March 05, 2006

Paradise Lost

06.03.05.PradiseLost-X.gif

From The Washington Post: Oscars for Osama by Charles Krauthammer. (via TIA Daily)

Nothing tells you more about Hollywood than what it chooses to honor. Nominated for best foreign-language film is "Paradise Now," a sympathetic portrayal of two suicide bombers. Nominated for best picture is "Munich," a sympathetic portrayal of yesterday's fashion in barbarism: homicide terrorism.

But until you see "Syriana," nominated for best screenplay (and George Clooney, for best supporting actor) you have no idea how self-flagellation and self-loathing pass for complexity and moral seriousness in Hollywood.

From the Telegraph: Bereaved parents call on Oscars to drop suicide bomb movie by Harry de Quetteville.

The families of three Israeli teenagers who were killed in a suicide bombing are appealing to the organisers of the Oscars to drop a film from the nominations because they say it glorifies terrorism.

Paradise Now, a film about two friends from the West Bank who decide to carry out a joint suicide attack in Israel, will compete in the best foreign language category at Sunday's Academy Awards.

Sunday is also the third anniversary of a attack by terrorists on a bus in the northern Israeli town of Haifa, which killed 17 people and wounded 53 others.

Among the dead were Yuval Mendelvitch, a 13-year-old boy whose parents yesterday sent a petition to Sid Gains, the president of the Academy of Motion Pictures, calling for Paradise Now's nomination to be withdrawn.

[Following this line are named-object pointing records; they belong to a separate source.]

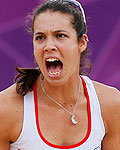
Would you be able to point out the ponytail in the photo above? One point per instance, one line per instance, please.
(25, 79)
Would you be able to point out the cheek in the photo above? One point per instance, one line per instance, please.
(38, 55)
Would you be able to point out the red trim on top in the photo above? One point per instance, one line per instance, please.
(89, 120)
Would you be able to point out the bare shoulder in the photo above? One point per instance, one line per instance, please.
(11, 105)
(109, 98)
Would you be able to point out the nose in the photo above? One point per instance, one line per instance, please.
(50, 45)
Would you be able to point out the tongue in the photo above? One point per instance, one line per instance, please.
(54, 69)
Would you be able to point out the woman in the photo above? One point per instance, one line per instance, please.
(56, 106)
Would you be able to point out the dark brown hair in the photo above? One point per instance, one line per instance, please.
(26, 77)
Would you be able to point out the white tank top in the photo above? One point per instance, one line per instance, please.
(31, 137)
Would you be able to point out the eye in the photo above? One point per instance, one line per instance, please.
(61, 35)
(40, 37)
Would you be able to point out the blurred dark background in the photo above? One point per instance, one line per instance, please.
(103, 30)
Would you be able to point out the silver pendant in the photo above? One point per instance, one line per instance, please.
(73, 119)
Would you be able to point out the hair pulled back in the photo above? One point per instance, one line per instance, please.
(26, 77)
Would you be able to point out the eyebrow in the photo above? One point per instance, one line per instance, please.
(56, 31)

Via Little Green Footballs: Director of "Paradise Now" Would Be a Suicide Bomber.

In other words, had you been living in the territories, you would have become a shahid (martyr)? Abu-Assad hesitates for a second before replying, “yes.” He recounts an episode in which he was humiliated by a soldier at the Kalandiya checkpoint near Jerusalem, and says this was what made him realize what runs through the heads of people who later become suicide bombers.

You feel like such a coward it kills you, he describes, saying this cowardice makes people start hating life and feel impotent.

I realized, Abu-Assad explains, that when a man systematically goes through such humiliation, he chooses to kill his own impotency by carrying out an act of “let me die with the philistines.”

UPDATE -- March 6: From FoxNews: Academy Awards Ratings Down 8% From '05.

An estimated 38.8 million people watched the Academy Awards on ABC, down 8 percent from last year and the second-worst showing in nearly two decades, according to Nielsen Media Research.